Announcing NARRABENCH: A New Framework for Testing Narrative Intelligence in Language Models

In our new paper, NARRABENCH: A Comprehensive Framework for Narrative Benchmarking, we (Sil Hamilton, Matthew Wilkens, and Andrew Piper) introduce the first systematic framework for evaluating narrative understanding in AI. Drawing on decades of narrative theory, NARRABENCH defines four foundational dimensions of storytellingstory, narration, discourse, and situatedness—and maps fifty specific narrative skills that large language models should be able to demonstrate, from recognizing characters and events to grasping perspective, style, and moral intent.

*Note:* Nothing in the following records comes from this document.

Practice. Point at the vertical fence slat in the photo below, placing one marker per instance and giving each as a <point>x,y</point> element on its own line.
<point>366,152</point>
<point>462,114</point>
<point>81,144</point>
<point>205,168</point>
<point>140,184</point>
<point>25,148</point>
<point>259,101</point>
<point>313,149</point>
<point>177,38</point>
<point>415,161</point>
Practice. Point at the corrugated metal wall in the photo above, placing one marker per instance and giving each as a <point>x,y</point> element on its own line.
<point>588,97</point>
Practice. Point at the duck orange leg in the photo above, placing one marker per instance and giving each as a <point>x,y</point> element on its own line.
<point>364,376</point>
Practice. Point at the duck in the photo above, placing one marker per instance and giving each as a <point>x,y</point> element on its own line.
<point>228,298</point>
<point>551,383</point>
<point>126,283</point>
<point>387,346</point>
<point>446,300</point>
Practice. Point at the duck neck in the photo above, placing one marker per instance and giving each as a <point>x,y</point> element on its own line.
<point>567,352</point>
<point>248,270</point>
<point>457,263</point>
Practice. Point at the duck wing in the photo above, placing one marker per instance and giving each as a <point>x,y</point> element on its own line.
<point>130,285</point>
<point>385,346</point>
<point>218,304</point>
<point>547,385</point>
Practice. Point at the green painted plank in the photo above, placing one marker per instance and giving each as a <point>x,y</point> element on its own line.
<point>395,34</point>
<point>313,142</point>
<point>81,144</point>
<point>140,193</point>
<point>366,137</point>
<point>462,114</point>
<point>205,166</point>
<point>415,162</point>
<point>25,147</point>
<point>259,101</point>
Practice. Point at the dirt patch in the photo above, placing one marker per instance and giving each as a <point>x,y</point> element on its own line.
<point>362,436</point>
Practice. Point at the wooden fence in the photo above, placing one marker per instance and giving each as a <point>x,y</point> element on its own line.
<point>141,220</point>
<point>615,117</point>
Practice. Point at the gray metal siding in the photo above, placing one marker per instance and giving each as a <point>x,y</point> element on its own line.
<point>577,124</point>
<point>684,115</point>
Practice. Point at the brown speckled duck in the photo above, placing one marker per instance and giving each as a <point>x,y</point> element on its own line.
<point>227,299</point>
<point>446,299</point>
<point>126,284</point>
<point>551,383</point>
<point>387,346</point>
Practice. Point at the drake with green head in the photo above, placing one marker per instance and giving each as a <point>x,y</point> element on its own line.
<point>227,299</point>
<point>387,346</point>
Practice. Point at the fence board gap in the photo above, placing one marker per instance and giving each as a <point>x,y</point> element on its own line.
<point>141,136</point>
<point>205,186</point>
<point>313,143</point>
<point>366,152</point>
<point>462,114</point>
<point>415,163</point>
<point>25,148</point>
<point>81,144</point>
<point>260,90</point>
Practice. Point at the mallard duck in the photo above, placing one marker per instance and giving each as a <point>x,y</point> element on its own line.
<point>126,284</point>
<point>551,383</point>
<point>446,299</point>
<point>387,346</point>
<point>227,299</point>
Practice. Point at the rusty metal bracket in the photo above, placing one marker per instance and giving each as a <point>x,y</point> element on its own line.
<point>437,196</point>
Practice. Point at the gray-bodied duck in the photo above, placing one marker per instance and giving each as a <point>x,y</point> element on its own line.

After surveying 78 existing benchmarks in NLP, we found that only 27% meaningfully capture narrative understanding, with major gaps in areas such as perspective, revelation, and style. In other words, most current tests focus on what happens in stories but ignore how and why those stories are told.

NARRABENCH provides a taxonomy and roadmap for filling those gaps—an evolving, community-driven effort to create better, more interpretable benchmarks for narrative intelligence. The goal is not only to help AI researchers build models that can follow a plot, but also to assess whether machines can engage with the interpretive, subjective, and moral dimensions that make human storytelling so powerful.

In short: if we want AIs that can truly understand stories, we need benchmarks that reflect how complex storytelling really is. NARRABENCH is a step toward that future.